The incidence of heterotopic mucosa in cases with MD varies between 15%-50% [9]. Shalaby, et al. [13] reported that the incidence of diverticular heterotopic gastric mucosa in symptomatic patients was 77, 8%. It is reported that heterotopic mucosa in symptomatic patients is much higher than in patients with asymptomatic MD. In the symptomatic patients, ectopic mucosa is present in 61% - 80% of cases and in only 13%-30% of incidental cases [9]. In our case, our patient was symptomatic, had gastrointestinal bleeding and ectopic gastric mucosa.

Park, et al. [17] reported the Mayo clinic experience with 1476 patients with Meckel’s diverticulum. The study included children and adult and did not specifically define the approach of operation. Post-operative complication in the most of 100 resected diverticulums were 13% in symptomatic group and 20% in asymptomatic group It is reported that the rate for postdiverticulectomy adhesive intestinal obstruction could be as high as 10% to 15% in children [18]. Intraoperative complication after laparoscopic assisted diverticulectomy was never reported in the literature. Sai Prasad, et al. [19] reported 8% of patients had intestinal obstruction after the operation. He suggested that the adhesion is secondary to ischemic bowel after release of the obstruction. Other studies did not show any intestinal obstruction post-operatively [20]. They all concluded laparoscopic assisted Meckel’s diverticulectomy was safe and feasible with good outcome. Our patient in the case report had excellent outcome and had no complications.
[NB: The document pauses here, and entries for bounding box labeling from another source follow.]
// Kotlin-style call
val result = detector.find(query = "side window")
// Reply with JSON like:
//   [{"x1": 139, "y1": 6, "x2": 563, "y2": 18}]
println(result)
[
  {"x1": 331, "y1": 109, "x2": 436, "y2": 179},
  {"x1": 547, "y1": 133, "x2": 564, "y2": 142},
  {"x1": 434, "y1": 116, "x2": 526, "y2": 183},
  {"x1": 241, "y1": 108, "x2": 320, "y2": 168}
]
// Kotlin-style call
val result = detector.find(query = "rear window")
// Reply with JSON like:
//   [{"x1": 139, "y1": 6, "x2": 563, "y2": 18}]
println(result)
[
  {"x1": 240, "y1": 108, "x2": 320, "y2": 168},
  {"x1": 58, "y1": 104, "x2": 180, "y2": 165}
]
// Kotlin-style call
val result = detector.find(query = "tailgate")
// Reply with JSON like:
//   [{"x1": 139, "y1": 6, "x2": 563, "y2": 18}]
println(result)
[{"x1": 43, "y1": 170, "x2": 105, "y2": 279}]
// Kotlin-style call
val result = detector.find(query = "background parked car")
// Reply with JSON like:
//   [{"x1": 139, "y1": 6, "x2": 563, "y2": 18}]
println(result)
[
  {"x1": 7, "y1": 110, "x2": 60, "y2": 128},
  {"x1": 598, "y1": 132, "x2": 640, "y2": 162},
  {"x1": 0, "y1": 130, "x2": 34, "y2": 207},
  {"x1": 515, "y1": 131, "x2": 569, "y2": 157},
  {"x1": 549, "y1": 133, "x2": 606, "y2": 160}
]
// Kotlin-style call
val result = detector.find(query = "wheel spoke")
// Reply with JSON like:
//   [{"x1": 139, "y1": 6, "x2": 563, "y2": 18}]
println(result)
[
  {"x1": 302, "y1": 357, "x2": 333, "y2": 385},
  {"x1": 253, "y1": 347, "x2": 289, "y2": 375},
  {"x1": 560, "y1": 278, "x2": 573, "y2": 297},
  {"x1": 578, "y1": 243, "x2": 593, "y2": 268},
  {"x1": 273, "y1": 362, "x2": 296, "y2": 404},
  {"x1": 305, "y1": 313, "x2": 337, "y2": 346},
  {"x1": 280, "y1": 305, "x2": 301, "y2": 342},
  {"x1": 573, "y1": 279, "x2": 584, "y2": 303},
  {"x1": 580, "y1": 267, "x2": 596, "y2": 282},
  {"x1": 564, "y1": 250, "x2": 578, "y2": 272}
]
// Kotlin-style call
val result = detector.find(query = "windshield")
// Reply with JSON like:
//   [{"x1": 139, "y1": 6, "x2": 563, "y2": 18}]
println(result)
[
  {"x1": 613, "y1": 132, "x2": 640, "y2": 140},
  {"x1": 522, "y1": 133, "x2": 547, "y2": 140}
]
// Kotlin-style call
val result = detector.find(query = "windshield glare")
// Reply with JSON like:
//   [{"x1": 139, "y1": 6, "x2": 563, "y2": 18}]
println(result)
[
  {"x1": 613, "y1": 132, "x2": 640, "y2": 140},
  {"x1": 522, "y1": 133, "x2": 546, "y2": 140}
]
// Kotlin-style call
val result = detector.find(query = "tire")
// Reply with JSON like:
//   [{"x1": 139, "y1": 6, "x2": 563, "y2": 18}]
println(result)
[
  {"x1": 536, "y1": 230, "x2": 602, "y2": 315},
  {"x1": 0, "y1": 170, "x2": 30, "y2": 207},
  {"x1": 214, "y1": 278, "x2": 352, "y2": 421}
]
Laparoscopic-Assisted Transumbilical Extracorporeal Meckel’s Diverticulectomy performed without the use of expensive laparoscopic staplers is manually made anastomosis is a simple, safe, effective, and economic procedure which achieves a better cosmetic outcome.

Complete excision of the diverticulumand the adjacent intestine containing ectopicmucosa is essential to minimize the chance of recurrence.